Eine Million weltweit verkaufte Bücher. Romanautorin und Historikerin Julia Kröhn schreibt die Schmöker, die den Leser in frühere, aufregende Zeiten führen. Die Wahlfrankfurterin mit österreichischen Wurzeln liebt die akribische Recherche und Geschichten mit Herz- und Kämpferblut. Beim Lunch in der Brasserie Oscar’s im Steigenberger Frankfurter Hof sprach sie mit Dr. Jutta Failing über die Kunst des Geschichtenerzählens.
HAPPY WORKAHOLIC
Die Frau mit den vielen Namen – für jedes Genre verwendet sie ein anderes ihrer Pseudonyme – besitzt die Augen einer Romanheldin, die ein Königreich zu verteidigen hat. Perlgrau wie blitzender Stahl, beinahe hypnotisch. Nur ihre warme, österreichische Sprachmelodie löst diesen Bann auf. Wie immer, wenn ich Julia Kröhn treffe, schreibt sie an einem neuen Roman. Ihr Fleiß ist enorm – mit größter Selbstdisziplin macht sie ihrem Ruf als Erfolgsautorin Jahr für Jahr alle Ehre. Wenn es auf das Ende eines Romans zugeht, läuft schon die Recherche für einen neuen.
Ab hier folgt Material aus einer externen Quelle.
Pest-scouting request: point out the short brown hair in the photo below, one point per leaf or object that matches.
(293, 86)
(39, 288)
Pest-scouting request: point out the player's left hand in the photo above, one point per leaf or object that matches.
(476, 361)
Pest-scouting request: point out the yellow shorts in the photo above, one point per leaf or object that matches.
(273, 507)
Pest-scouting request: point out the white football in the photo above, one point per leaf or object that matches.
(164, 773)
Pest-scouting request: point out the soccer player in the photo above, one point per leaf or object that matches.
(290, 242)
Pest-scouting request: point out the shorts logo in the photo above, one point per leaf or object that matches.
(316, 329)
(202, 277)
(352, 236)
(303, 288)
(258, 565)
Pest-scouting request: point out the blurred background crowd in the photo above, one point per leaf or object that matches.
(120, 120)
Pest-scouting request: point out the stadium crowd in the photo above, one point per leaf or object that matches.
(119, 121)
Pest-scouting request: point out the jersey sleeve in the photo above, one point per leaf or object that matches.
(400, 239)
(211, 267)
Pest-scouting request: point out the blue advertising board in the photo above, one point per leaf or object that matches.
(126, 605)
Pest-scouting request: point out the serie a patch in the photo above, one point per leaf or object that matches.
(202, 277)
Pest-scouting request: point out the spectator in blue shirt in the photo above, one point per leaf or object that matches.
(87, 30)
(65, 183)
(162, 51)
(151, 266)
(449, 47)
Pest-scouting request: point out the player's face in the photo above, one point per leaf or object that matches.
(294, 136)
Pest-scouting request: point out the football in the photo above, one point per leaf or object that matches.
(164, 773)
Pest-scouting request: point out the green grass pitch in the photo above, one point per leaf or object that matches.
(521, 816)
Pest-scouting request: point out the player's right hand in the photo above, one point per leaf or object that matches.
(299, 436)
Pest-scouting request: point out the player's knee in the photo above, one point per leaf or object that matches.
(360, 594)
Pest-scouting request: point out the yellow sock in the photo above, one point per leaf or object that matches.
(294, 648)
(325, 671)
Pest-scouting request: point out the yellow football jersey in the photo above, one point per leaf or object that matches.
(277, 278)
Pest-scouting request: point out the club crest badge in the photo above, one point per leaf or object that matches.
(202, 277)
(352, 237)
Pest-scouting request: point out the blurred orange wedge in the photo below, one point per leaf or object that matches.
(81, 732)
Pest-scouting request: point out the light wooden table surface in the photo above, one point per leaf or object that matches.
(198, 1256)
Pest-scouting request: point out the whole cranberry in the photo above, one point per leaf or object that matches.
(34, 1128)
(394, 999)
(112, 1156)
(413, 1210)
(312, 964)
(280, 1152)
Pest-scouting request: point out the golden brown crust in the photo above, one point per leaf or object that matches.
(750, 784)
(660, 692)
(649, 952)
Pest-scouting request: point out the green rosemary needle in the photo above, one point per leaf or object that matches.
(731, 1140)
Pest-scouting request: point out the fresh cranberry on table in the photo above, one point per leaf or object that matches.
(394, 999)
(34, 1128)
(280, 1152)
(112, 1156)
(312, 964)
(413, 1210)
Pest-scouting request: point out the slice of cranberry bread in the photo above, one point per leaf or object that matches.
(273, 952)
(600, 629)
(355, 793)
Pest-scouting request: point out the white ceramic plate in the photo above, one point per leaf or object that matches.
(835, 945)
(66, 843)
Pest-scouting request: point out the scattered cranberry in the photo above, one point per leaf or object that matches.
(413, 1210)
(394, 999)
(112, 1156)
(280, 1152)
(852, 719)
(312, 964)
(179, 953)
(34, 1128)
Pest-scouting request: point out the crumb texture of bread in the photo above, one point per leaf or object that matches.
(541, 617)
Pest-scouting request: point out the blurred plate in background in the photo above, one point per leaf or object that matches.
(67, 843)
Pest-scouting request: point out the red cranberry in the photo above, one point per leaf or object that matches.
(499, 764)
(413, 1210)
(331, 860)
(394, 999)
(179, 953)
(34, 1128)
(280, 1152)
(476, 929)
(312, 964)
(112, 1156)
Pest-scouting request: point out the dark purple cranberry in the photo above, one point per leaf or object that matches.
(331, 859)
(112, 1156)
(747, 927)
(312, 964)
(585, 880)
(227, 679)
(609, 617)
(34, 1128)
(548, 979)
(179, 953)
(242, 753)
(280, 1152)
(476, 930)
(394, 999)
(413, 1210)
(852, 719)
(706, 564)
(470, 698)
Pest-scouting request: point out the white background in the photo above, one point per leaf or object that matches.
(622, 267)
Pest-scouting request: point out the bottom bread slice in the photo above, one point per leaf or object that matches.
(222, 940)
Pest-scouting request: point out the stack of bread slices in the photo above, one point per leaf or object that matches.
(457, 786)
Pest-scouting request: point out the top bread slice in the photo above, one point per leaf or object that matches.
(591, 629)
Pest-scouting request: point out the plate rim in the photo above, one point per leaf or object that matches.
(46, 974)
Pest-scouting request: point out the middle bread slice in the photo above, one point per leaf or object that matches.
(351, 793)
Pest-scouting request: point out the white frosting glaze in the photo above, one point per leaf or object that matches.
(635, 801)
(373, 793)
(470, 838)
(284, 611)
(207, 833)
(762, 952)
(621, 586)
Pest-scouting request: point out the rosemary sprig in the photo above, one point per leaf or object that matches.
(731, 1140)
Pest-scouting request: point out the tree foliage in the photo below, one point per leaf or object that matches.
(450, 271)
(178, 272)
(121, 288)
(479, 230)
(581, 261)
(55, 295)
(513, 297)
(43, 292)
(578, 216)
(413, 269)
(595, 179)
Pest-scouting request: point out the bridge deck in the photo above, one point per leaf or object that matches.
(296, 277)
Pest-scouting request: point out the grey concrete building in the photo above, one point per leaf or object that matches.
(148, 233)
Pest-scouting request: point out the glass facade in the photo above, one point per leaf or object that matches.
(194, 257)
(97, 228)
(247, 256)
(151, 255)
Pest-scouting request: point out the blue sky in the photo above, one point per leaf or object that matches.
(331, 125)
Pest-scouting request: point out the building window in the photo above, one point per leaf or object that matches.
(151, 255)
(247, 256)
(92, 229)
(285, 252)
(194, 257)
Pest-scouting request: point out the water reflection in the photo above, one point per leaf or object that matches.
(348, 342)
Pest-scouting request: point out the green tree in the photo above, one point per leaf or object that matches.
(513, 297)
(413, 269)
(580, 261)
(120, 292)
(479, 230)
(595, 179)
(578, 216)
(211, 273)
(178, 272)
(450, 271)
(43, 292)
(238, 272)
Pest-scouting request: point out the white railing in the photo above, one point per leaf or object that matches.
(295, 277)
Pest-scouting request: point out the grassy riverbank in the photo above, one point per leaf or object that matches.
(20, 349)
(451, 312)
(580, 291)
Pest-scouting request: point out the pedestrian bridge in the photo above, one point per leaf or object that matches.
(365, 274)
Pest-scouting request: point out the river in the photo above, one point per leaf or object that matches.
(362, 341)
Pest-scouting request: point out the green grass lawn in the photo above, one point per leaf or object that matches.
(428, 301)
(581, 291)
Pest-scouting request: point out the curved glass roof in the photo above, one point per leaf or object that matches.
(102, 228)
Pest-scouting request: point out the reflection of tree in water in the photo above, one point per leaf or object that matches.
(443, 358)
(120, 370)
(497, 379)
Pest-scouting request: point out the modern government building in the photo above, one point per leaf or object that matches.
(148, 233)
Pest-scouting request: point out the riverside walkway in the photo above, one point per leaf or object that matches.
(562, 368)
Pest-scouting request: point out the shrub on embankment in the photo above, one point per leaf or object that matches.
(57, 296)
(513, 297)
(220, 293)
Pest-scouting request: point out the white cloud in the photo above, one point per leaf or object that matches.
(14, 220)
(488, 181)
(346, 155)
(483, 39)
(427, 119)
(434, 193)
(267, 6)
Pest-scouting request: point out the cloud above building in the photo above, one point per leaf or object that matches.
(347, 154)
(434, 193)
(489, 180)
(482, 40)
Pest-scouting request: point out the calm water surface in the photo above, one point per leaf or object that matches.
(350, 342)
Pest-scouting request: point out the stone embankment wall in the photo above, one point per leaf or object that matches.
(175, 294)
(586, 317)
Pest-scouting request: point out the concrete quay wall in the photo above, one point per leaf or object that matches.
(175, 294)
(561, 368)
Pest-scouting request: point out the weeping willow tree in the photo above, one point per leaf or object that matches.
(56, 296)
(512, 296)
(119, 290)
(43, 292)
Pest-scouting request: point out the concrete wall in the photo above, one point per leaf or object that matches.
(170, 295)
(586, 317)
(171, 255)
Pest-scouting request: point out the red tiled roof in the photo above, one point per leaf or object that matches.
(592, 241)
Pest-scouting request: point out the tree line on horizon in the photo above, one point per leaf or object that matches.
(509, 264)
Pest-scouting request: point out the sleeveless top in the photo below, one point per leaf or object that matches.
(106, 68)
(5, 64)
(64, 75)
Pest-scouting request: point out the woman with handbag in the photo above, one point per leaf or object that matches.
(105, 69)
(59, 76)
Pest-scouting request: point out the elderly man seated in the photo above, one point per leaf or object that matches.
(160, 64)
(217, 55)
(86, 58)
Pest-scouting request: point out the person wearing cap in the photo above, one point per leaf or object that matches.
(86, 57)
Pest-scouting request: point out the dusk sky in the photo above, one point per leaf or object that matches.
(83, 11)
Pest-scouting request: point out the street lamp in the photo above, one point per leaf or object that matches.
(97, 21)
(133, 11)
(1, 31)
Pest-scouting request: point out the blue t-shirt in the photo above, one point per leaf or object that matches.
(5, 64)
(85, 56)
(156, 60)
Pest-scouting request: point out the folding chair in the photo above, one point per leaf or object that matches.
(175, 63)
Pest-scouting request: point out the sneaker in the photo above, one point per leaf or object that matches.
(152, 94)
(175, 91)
Gerade hat sie den Titel „Das Lied des Waldes“ abgeschlossen, der im März 2022 unter dem Pseudonym Klara Jahn erscheinen wird. Als sie über den Inhalt erzählt – es geht um die moderne Waldsehnsucht und die Anfänge der Forstwirtschaft unter der Nürnberger Patrizierfamilie Stromer im 14. Jahrhundert – merkt man, auch hier ist es wieder ein Thema, das sie für Monate voll und ganz gefangen genommen hat. Nie schreibt die Historikerin ins Blaue hinein, immer macht sie zunächst alles in Bibliotheken ausfindig, was einem historischen Ereignis oder einer Epoche zugrunde liegt.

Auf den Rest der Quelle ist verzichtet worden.